The Shogun's City: How Old Edo Shaped Modern Tokyo

Despite the neon modernity of modern Tokyo, its roots as an ancient castle town lie preserved in the very structure of the city existing today.

Kenzo Tange is often called the godfather of modern Japanese architecture. The Fuji Television Headquarters, the Yoyogi National Gymnasium, the Sekiguchi Catholic Church, and the Tokyo Metropolitan Buildings all bear his distinct artistic signature, a kind of postwar vision of the future, where materials like concrete and steel were used to craft shapes of organic design. “Everywhere you go in Tokyo,” Tange reckoned, “traditions and preferences of past generations – particularly those of the Edo period – exist side by side with the Japanese preference for the avant garde and whatever is chic.” 

I like this quote because it’s perhaps the most original rendering of a common cliche: that Tokyo is a fusion of past and future, a place where old meets new.
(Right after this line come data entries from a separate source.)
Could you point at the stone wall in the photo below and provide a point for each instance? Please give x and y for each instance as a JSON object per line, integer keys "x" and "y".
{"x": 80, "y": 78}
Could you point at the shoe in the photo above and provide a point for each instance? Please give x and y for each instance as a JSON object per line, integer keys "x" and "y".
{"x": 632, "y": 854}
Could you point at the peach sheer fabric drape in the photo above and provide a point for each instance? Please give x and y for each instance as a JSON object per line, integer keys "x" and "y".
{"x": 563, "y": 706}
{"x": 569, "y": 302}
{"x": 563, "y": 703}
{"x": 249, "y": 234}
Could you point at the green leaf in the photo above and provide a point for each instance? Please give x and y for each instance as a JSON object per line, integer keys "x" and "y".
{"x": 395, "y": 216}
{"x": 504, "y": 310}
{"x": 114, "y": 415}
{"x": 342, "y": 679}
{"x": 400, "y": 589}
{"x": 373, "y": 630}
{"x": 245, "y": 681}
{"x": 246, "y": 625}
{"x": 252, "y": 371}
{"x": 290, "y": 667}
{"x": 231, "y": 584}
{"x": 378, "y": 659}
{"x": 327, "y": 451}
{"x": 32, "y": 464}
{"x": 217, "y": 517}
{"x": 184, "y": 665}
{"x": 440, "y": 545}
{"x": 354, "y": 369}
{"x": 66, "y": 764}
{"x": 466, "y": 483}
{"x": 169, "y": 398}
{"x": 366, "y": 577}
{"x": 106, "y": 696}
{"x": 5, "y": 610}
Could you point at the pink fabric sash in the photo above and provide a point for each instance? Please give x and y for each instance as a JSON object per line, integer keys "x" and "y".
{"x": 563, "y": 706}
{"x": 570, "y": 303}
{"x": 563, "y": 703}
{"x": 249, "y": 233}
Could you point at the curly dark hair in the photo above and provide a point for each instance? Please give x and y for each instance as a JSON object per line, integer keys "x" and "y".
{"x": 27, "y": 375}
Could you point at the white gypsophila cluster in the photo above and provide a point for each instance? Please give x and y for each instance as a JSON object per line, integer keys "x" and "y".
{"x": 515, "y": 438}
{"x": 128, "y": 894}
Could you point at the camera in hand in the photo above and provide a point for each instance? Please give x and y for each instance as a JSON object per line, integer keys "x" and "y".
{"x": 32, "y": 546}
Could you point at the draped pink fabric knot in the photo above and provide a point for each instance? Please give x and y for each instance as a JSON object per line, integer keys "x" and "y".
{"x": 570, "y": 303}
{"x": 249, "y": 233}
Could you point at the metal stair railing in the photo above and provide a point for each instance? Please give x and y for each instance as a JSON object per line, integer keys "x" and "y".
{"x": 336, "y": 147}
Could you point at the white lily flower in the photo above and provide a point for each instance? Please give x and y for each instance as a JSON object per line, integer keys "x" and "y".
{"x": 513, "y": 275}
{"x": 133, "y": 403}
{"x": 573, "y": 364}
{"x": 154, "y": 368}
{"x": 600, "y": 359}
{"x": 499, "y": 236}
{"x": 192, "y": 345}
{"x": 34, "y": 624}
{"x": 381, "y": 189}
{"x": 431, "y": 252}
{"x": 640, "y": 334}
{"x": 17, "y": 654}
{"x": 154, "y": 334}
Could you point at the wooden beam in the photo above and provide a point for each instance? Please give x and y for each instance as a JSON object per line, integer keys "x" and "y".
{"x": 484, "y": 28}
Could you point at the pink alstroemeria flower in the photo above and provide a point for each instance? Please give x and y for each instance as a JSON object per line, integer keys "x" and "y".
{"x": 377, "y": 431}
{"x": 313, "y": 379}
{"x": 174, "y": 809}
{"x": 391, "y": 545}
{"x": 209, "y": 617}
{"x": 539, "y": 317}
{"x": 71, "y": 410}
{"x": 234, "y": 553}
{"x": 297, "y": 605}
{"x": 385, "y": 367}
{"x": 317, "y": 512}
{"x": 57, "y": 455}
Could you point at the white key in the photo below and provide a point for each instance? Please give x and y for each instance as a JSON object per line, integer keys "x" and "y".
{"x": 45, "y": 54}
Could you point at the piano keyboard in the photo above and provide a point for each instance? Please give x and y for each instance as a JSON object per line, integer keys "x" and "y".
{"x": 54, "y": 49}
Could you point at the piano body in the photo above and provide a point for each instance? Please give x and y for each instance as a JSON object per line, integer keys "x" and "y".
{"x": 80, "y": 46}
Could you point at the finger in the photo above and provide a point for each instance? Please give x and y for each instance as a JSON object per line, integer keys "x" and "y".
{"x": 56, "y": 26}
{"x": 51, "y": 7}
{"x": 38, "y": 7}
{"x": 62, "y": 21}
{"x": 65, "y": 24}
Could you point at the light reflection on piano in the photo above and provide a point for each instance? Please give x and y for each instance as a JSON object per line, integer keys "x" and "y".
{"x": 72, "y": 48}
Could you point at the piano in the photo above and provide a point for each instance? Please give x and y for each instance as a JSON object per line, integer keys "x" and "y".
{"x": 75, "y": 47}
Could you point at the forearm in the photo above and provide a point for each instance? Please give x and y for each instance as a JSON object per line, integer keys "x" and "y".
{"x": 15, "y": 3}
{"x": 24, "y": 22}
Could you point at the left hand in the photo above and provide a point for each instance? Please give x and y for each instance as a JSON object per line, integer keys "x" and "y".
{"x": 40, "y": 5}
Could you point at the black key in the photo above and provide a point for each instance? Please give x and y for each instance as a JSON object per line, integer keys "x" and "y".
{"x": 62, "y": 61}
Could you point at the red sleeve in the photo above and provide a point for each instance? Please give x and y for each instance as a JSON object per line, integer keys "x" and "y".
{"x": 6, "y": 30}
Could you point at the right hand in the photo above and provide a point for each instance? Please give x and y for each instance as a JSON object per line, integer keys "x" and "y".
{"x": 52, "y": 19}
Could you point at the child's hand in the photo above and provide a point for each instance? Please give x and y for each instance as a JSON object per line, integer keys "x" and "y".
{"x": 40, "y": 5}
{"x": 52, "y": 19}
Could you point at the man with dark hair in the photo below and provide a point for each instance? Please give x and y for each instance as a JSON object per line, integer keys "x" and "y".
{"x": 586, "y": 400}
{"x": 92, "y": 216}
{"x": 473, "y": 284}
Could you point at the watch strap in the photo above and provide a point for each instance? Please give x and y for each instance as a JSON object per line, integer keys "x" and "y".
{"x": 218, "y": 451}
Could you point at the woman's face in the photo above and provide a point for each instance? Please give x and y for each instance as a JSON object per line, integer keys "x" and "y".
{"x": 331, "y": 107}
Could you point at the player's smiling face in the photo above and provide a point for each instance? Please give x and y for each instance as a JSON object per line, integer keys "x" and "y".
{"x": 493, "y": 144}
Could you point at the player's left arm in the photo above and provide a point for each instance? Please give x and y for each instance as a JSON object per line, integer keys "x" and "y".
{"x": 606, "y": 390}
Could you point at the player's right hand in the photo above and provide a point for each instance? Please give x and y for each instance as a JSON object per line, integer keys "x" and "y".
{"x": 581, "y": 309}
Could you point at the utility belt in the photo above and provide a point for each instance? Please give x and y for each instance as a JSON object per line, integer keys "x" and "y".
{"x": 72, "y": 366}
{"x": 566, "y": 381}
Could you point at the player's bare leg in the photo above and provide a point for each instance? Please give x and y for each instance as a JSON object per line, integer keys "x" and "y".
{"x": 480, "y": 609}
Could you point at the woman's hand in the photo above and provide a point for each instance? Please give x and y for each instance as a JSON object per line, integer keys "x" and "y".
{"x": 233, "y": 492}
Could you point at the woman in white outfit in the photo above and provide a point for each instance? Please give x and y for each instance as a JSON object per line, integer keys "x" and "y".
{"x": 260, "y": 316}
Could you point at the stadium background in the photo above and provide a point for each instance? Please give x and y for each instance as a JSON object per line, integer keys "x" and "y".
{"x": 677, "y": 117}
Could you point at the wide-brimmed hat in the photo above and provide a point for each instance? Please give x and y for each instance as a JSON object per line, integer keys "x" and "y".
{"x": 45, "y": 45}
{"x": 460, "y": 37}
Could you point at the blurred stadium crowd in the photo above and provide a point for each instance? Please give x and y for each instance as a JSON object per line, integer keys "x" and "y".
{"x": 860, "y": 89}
Although such cliches are weak – are there any cities where the old doesn’t have to contend in some way with the new? – there is a truism in Tange’s original sentiment. Tokyo is obsessed with the new, with the zeal for development, with building bigger and shinier things, even though construction is also a form of destruction. So what, then, are the Edo-period “traditions and preferences” that still exist? Which fossils of the old world have survived? 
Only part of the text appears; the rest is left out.